The ratio test is a method to test the absolute convergence of an infinite series. It involves taking the limit of the absolute value of the ratio of successive terms. For a series \( \sum a_n\), it suggests that if the limit \( \lim_{n \to \infty} \left| \frac{a_{n+1}}{a_n} \right| = L \) then:

• The series converges absolutely if \( L < 1 \)
• The series diverges if \( L > 1 \) or \( L \) is undefined
• The test is inconclusive if \( L = 1 \)

In our series, \( a_n = n x^n \), applying the ratio test involves computing \( \frac{a_{n+1}}{a_n} = \left(1 + \frac{1}{n}\right) |x| \). Taking the limit as \( n \) approaches infinity, we simplify to \( |x| \).
Since \( L = |x| \), for the series to converge, we need \( |x| < 1 \). Therefore, the radius of convergence is 1. This radius gives us a crucial insight into where the series will sum up to a finite number and is used to determine the interval of convergence.

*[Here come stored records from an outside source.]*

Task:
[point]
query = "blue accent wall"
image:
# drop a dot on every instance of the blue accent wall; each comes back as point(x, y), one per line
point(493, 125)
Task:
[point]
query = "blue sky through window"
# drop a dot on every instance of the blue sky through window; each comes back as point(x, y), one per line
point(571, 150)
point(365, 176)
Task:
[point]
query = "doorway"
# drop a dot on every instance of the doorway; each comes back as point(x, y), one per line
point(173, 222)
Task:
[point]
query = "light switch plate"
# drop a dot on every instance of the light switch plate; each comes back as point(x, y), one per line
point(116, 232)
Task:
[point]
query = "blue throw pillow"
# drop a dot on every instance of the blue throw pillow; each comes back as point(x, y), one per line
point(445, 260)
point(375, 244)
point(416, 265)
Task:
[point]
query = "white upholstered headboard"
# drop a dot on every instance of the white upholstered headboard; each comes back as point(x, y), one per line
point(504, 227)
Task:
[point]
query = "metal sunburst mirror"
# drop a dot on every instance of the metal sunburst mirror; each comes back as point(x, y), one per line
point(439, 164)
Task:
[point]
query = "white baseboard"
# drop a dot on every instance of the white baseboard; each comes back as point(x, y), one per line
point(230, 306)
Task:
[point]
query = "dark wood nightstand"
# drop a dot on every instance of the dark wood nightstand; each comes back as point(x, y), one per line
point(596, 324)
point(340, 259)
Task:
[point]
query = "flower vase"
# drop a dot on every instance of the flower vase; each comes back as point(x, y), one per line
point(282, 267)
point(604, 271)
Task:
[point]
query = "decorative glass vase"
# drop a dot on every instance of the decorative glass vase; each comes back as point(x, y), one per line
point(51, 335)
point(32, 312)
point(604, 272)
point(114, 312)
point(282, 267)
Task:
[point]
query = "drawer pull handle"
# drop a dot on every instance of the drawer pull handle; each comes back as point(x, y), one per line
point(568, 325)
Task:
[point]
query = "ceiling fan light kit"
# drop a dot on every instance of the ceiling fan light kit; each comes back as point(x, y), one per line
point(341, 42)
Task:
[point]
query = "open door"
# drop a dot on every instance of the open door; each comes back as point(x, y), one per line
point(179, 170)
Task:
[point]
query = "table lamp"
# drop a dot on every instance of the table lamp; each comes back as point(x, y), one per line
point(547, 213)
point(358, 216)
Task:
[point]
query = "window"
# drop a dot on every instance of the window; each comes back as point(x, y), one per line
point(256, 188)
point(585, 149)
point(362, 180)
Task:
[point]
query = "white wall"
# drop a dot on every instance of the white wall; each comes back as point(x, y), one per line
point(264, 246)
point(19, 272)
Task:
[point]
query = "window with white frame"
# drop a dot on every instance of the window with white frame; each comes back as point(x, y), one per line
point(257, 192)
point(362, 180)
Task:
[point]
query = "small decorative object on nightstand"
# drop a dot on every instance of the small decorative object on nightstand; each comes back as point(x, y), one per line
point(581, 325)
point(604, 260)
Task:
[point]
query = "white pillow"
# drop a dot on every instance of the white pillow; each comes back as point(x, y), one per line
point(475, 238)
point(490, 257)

An alternating series is one in which the terms alternate in sign. This means each successive term alternates between positive and negative. For a series like \( \sum (-1)^n a_n \), the terms \(-a_n, a_{n+1} \) switch their signs because of the \((-1)^n\) term.
The series in our problem, \( \sum (-1)^n n x^n \), is an example of an alternating series due to the \((-1)^n\) factor, resulting in alternating positive and negative terms. The alternating pattern plays a key role in determining convergence:

• A series \( \sum (-1)^n b_n \) converges if the terms \( b_n \) are decreasing and \( \lim_{n \to \infty} b_n = 0 \).
• This is known as the Alternating Series Test.

Despite being alternating, our series does not pass the Alternating Series Test at the endpoints \( x = 1 \) and \( x = -1 \), as it diverges. Nonetheless, understanding how alternating series can influence convergence is crucial when dealing with series compositions like these.